NASA Research Reveals Europa's Mystery Dark Material Could Be Sea Salt
This according to NASA shows that laboratory experiments suggest the dark material coating some geological features of Jupiter's moon Europa is likely sea salt from a subsurface ocean, discolored by exposure to radiation. The presence of sea salt on Europa's surface suggests the ocean is interacting with its rocky seafloor -- an important consideration in determining whether the icy moon could support life.
For this particular research, the scientists tested samples of common salt -- sodium chloride -- along with mixtures of salt and water, in their vacuum chamber at Europa's chilly surface temperature of minus 280 degrees Fahrenheit (minus 173 Celsius). They then bombarded the salty samples with an electron beam to simulate the intense radiation on the moon's surface.
After a few tens of hours of exposure to this harsh environment, which corresponds to as long as a century on Europa, the salt samples, which were initially white just like table salt, turned a yellowish-brown color similar to features on the icy moon.

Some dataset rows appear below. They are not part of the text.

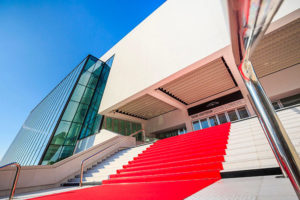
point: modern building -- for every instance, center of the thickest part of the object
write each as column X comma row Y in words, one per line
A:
column 172, row 74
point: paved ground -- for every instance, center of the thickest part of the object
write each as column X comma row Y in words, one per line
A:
column 44, row 192
column 252, row 188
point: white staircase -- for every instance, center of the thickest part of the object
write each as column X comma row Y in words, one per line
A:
column 109, row 166
column 248, row 147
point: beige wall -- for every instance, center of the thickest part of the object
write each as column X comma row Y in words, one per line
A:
column 170, row 39
column 283, row 83
column 177, row 34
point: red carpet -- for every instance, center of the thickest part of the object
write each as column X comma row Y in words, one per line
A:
column 172, row 168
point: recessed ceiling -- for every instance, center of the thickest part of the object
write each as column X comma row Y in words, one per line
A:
column 278, row 50
column 145, row 107
column 201, row 83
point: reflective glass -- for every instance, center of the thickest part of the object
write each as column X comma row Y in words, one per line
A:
column 232, row 115
column 61, row 132
column 204, row 123
column 84, row 79
column 128, row 128
column 116, row 125
column 32, row 139
column 66, row 152
column 89, row 66
column 87, row 96
column 196, row 125
column 80, row 114
column 93, row 81
column 243, row 113
column 70, row 111
column 52, row 154
column 73, row 134
column 78, row 92
column 222, row 118
column 109, row 123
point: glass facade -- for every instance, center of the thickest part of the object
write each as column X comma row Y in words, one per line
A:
column 32, row 139
column 68, row 113
column 81, row 118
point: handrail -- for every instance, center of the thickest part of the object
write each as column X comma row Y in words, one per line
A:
column 82, row 163
column 12, row 192
column 137, row 132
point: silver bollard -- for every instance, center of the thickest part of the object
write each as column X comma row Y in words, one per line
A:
column 249, row 20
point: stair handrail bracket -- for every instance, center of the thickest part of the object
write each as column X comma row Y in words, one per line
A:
column 137, row 132
column 18, row 166
column 83, row 161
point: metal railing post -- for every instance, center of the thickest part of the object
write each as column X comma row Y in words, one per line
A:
column 249, row 20
column 137, row 132
column 13, row 188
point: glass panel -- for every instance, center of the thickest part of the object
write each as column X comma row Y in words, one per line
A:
column 90, row 64
column 289, row 101
column 98, row 68
column 73, row 134
column 276, row 105
column 128, row 128
column 78, row 93
column 84, row 79
column 80, row 114
column 232, row 115
column 93, row 81
column 122, row 127
column 66, row 152
column 196, row 125
column 213, row 121
column 70, row 111
column 109, row 123
column 243, row 113
column 116, row 125
column 52, row 154
column 204, row 123
column 61, row 133
column 88, row 94
column 222, row 118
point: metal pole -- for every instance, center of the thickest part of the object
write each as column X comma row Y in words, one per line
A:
column 249, row 20
column 279, row 141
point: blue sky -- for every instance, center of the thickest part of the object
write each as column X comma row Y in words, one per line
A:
column 42, row 41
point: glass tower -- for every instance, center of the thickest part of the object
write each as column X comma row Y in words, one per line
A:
column 68, row 113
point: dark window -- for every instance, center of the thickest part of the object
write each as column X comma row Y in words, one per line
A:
column 213, row 121
column 232, row 115
column 243, row 113
column 196, row 125
column 222, row 118
column 289, row 101
column 204, row 123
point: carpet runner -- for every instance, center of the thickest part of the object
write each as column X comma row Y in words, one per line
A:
column 172, row 168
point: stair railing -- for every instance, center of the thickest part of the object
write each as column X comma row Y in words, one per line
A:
column 12, row 191
column 137, row 132
column 83, row 161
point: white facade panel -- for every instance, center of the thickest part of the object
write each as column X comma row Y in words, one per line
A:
column 176, row 35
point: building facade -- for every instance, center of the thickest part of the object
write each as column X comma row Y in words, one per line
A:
column 67, row 114
column 172, row 74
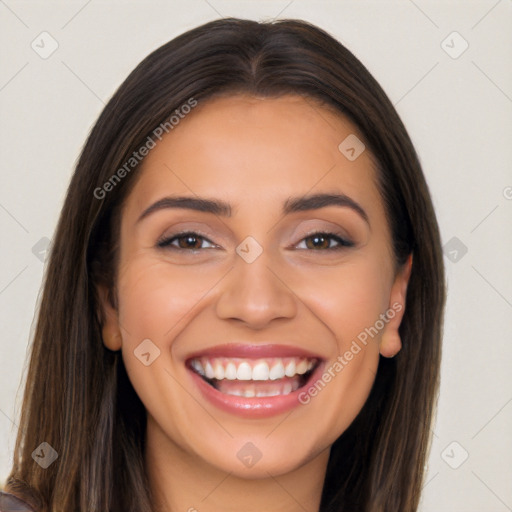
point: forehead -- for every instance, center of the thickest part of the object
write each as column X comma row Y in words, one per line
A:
column 242, row 148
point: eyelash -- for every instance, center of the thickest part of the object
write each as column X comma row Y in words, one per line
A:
column 342, row 242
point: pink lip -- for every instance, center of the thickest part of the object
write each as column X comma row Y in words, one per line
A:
column 252, row 408
column 253, row 351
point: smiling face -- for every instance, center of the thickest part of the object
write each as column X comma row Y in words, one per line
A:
column 264, row 276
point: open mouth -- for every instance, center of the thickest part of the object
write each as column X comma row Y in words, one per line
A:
column 254, row 378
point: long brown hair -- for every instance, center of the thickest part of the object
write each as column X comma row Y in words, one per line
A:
column 78, row 397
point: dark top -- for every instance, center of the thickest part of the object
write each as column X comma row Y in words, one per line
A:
column 10, row 503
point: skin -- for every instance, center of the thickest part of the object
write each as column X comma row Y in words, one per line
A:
column 254, row 154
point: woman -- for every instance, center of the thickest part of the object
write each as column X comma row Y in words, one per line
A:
column 244, row 298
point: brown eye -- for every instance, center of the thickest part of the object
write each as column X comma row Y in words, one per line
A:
column 322, row 240
column 185, row 241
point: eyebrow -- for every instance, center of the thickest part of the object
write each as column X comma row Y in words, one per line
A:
column 291, row 205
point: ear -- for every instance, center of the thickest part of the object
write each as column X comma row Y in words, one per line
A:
column 108, row 317
column 391, row 343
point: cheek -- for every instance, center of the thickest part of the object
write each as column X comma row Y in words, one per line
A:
column 347, row 299
column 156, row 299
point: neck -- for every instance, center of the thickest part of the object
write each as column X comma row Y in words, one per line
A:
column 181, row 481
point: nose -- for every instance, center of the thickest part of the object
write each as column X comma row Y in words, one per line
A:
column 255, row 293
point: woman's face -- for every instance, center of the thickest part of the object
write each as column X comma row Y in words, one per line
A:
column 282, row 291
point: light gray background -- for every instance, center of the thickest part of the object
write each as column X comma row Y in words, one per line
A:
column 458, row 112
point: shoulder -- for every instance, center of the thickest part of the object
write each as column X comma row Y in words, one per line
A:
column 10, row 503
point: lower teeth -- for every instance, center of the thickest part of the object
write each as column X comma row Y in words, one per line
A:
column 258, row 389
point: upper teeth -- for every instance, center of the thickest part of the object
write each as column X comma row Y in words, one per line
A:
column 251, row 369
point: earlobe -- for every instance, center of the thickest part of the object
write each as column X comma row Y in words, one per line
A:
column 391, row 342
column 111, row 334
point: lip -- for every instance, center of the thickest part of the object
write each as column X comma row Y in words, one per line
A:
column 254, row 351
column 255, row 407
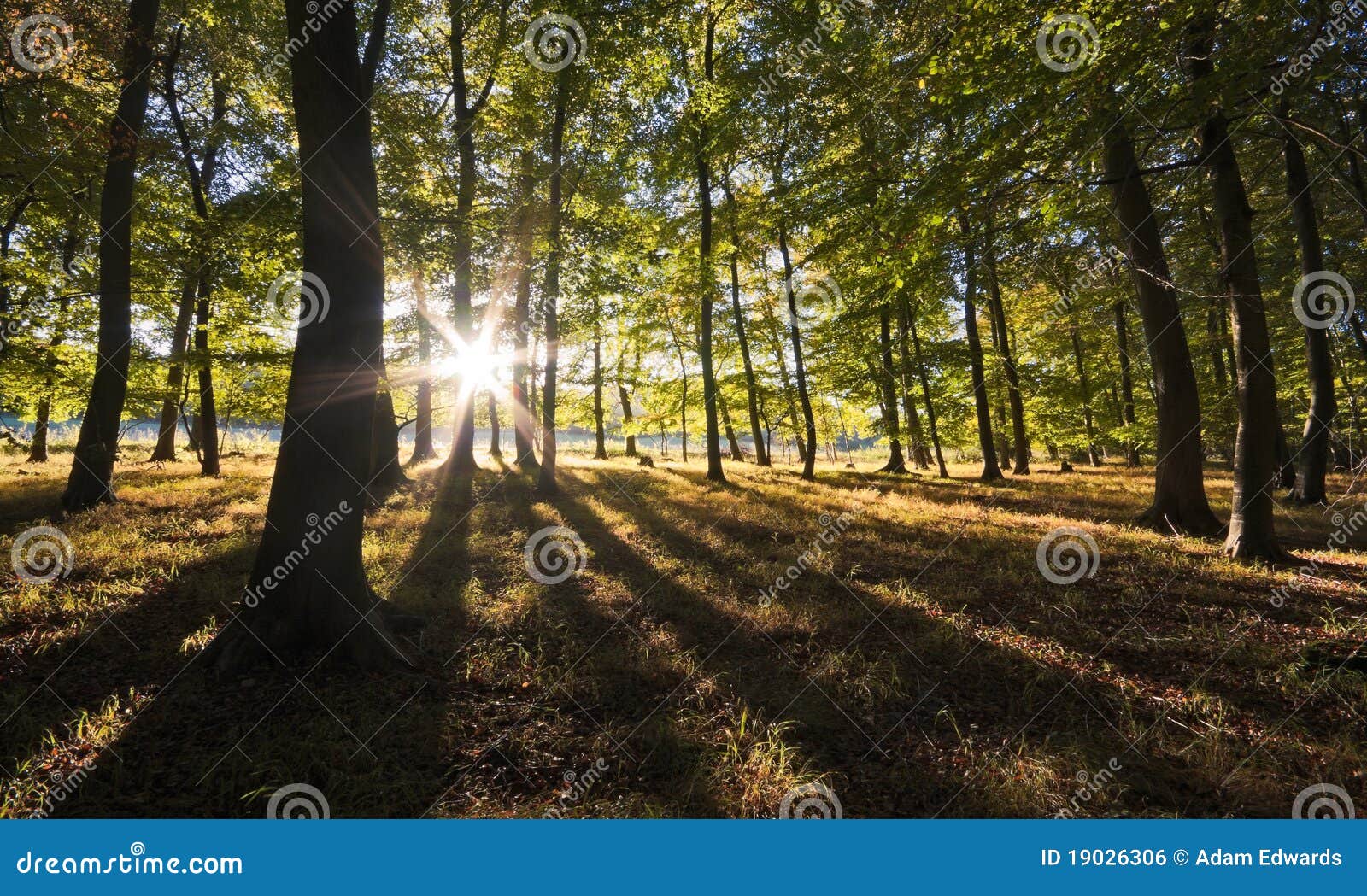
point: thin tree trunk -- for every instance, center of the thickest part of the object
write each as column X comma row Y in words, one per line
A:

The researchers found the color of these samples, as measured in their spectra, showed a strong resemblance to the color within fractures on Europa that were imaged by NASA's Galileo mission.
"This work tells us the chemical signature of radiation-baked sodium chloride is a compelling match to spacecraft data for Europa's mystery material," said research lead Kevin Hand, a planetary scientist at NASA's Jet Propulsion Laboratory in Pasadena, California.